To many, it's long faded from view.
"Justice Thurgood Marshall called Baltimore 'Way up south," retired Senator Michael Mitchell said.
Mitchell remembers the neighborhood's glory days when Druid Hill Avenue rose to prominence which shaped its identity as the Heart of Baltimore's Civil Rights Movement.
"You see Dr. Martin Luther King walking by, imagine Medgar Evers, who was assassinated June 13 in 1963 by the KKK in Jackson, Mississippi," Mitchell said. "You saw Wilma Rudolph who won the 1960 Olympics. Even Muhammad Ali came to my mother's office while he was appealing his case to the Supreme Court."
In an office space in Baltimore, Thurgood Marshall prepared his fight in Brown vs Board of Education. Union Baptist Church is where people gathered to hear Mary McCleod Bethune speak.
This neighborhood is part of the district represented by the late U.S. Representative Elijah Cummings.
Mitchell said the time has taken the people who remember it best, like his grandparents, who are on the 1200 block of Druid Hill Avenue.
"This is hallowed ground," Mitchell said. "This was the home of Keefer Albert Jackson and Dr. Lillie May Carroll Jackson, long-time president of the Baltimore branch of the NAACP."
The Civil Right Rights era central to the community's reputation provides vivid memories.
"While I'm sitting here, I must tell you these are white marble steps, and all along these blocks, we as young people, including Dr. Hathaway had to scrub these white steps before people went to church," Mitchell said. "My grandmother would say you don't want people talking about your grandmother not having her white steps"
Not far from this stoop and just a block over is the once segregated elementary school where Supreme Court Justice Thurgood Marshall learned to read and write and where many of Baltimore's history-making sons and daughters attended in its heydey.
"I went to it in the 1950s," Mitchell said. "I graduated in 1957 and out of that comes incredible people."
The historic elementary school is now in the process of transformation. That sound of construction evoke feelings of pride.
"This was a school of excellence, just think about it," Mitchell said. "If there is any message that we need to communicate today is that our schools can be places of excellence, so here we're going to have a school that's going to be transformed into an amenities center that's going to have such rich offerings."

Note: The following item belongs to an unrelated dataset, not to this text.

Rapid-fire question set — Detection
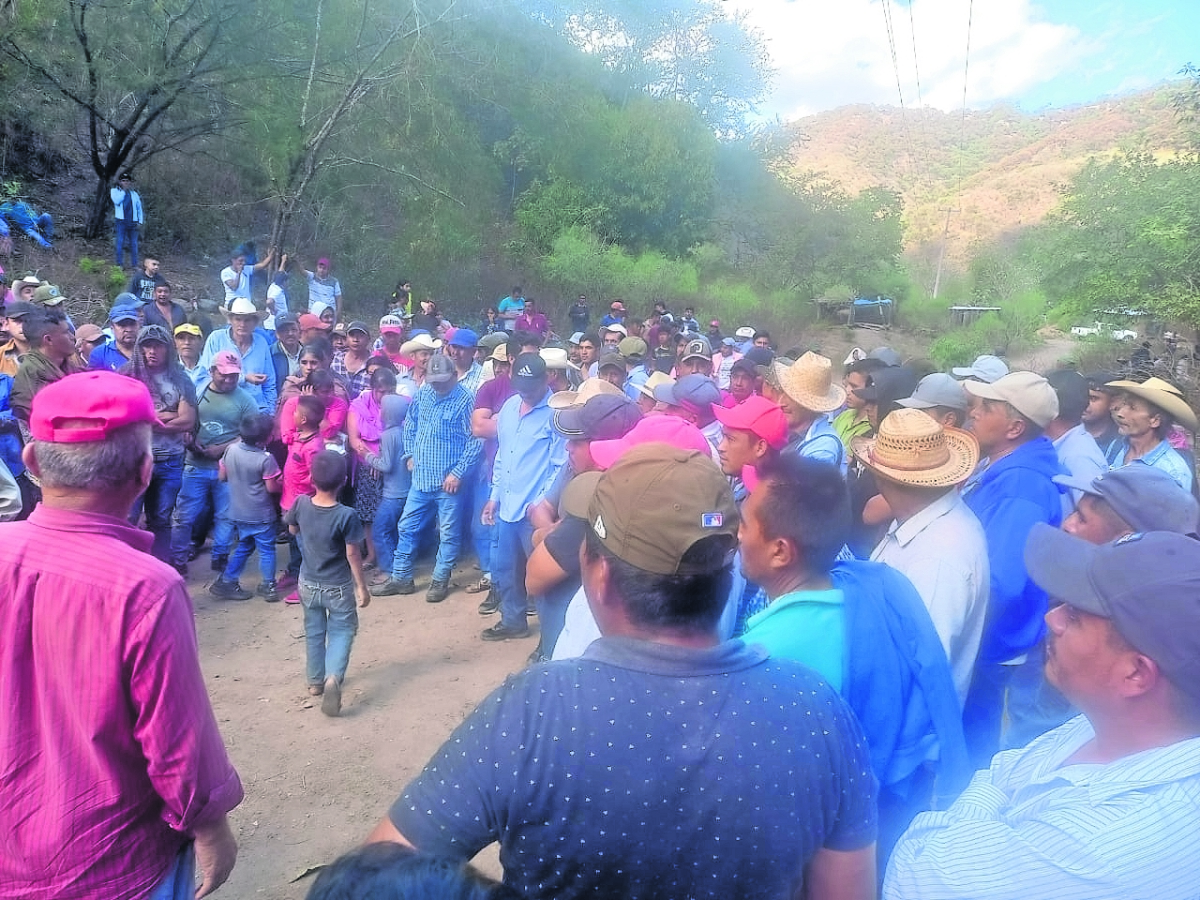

Dr. Alvin Hathaway spearheaded the project as workers restore the once crumbling and decaying structure.
"I think that's how you begin to transform communities when you do things that are meaningful to people," Dr. Hathaway said. "You don't just parachute in, it comes from their sense of being. This was a $14 million investment in this community."
On that corner, another is symbol of progress for Mitchell whose own family is entangled in West Baltimore's history.
The building is to be named after his mother.
"The Juanita Jackson Mitchell Center will be an incredible help to the neighborhood for young women who have been abused and who need employment who need drug counseling, who simply want to get a scholarship and pursue their education, who need help raising their families," Mitchell said.
Despite many setbacks and challenges, Mitchell said the weight of the past still presses down on him.
"In Brown vs Board of Education, I remember that day vividly because the bells at Methodist African Episcopal Church began to toll and the street cars coming down Druid Hill Avenue because the news had just come from the Afro that we won," Mitchell said.
These blocks remain a place where he can still see the footprints of activists from his grandmother's steps where it all began.